Single-Molecule Fluorescence Imaging
Besides watching the fluorescence fluctuations of a single molecule, one can nowadays directly image single molecules using specialized high-sensitivity CCD cameras. This is the core technique when using single molecule fluorescence for following molecular processes in living cells. The ability to ‘see’ a single molecule allows for localizing its position in space with nanometer accuracy, far below the conventional resolution-limit of a light microscope. This has been used in the past to resolve cellular structures with nanometer accuracy, or to watch the motion of individual proteins with similar resolution. We have developed a particular version of single-molecule imaging which enables us not only to see its position in space but also its three-dimensional orientation. In combination with the positional information, we are thus able to watch the complete motion and rotation of individual molecules and to elucidate how a protein turns and moves when functioning and interacting with other molecules. The same method is also used to study the local structure and dynamics of polymers and complex liquids.

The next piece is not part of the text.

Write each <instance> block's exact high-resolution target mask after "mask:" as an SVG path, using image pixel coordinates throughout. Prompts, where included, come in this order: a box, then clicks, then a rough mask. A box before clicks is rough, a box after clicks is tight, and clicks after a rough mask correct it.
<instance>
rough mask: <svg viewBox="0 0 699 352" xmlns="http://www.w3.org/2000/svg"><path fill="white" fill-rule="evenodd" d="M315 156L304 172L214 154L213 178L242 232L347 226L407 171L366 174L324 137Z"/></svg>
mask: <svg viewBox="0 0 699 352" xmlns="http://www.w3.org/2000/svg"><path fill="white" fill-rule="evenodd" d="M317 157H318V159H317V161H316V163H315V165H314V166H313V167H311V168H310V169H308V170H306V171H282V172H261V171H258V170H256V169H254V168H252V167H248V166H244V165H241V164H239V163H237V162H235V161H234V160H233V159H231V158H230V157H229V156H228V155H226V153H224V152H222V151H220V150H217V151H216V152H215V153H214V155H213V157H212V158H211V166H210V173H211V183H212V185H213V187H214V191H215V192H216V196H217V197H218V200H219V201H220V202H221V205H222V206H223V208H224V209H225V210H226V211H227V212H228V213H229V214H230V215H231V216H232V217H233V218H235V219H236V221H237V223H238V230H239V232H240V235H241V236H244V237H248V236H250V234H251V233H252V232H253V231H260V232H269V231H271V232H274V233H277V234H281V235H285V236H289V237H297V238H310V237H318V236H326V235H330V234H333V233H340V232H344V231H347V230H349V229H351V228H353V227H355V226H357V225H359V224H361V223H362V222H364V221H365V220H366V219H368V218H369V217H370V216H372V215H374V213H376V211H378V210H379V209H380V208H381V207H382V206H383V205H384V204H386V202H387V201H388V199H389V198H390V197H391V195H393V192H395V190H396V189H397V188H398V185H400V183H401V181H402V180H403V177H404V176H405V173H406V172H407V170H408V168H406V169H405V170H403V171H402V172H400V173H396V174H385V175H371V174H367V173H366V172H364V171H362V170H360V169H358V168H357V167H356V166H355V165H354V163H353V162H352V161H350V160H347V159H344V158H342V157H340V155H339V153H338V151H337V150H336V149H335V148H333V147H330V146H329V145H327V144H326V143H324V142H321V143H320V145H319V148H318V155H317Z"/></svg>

|Angular distribution of emission of a single molecule (inset) together with observed defocused images of single molecules: Each observed “double-banana” shaped pattern stems from a single molecule and contains information about its three-dimensional orientation in space.
Super-Resolution Fluorescence Microscopy
Fluorescence microscopy is one of the most important tools when studying the architecture and structure of cells and tissues. The main reasons for this are its exceptional sensitivity (even individual molecules can be ‘seen’), its non-invasiveness (using moderate light intensities does not harm a cell, in contrast to electron microscopy, that can only be performed on dead samples), and its specificity (the possibility to label different molecules of interest with different and well distinguishable fluorescent dyes). Unfortunately, for many years the spatial resolution of fluorescence microscopy was limited to ca. 250 nm which is due to the wave nature of light. Electron microscopy achieves a spatial resolution of up to three orders of magnitude better, using the short quantum wavelength of energetic electrons, but can be used only on treated dead samples. In recent years, the classical resolution limit of fluorescence microscopy has been overcome by exploiting various non-linear properties of fluorescence excitation and detection. Our group has developed two promising and rapidly evolving techniques of super-resolution fluorescence microscopy: Superresolution Fluctuation Imaging Microscopy (SOFI) and Image Scanning Microscopy (ISM), which allow for three-dimensional and multicolor superresolution imaging of live and fixed cells and tissue.
|Left panel: Conventional wide-field image of dividing HEK cells where the tubulin network is labeled with fluorescent quantum dots. Right panel: Same cells in SOFI resolution – the tubulin network is visible in much higher resolution, contrast and finer detail.
From an electrodynamic point of view, fluorescent molecules can be understood as nanoscopic antennas that absorb and emit electromagnetic radiation. These nano-antennas probe the local density of states of the electromagnetic field. By placing them in nanometric metallic and/or dielectric structures, one can study how these structures alter the local density of states by measuring the changes in absorption and emission of the molecular fluorescence. This is of enormous importance for our fundamental understanding of the interaction between light and matter, but offers also a fascinating way to tune and tailor the fluorescence properties of molecules. Our group studies fluorescence nano-optics with sophisticated numerical modeling, and by performing advanced single-molecule spectroscopy measurements.
|Angular distribution of emission of a single molecule placed within a micro-cylinder. Shown are the distributions for two different molecule orientations.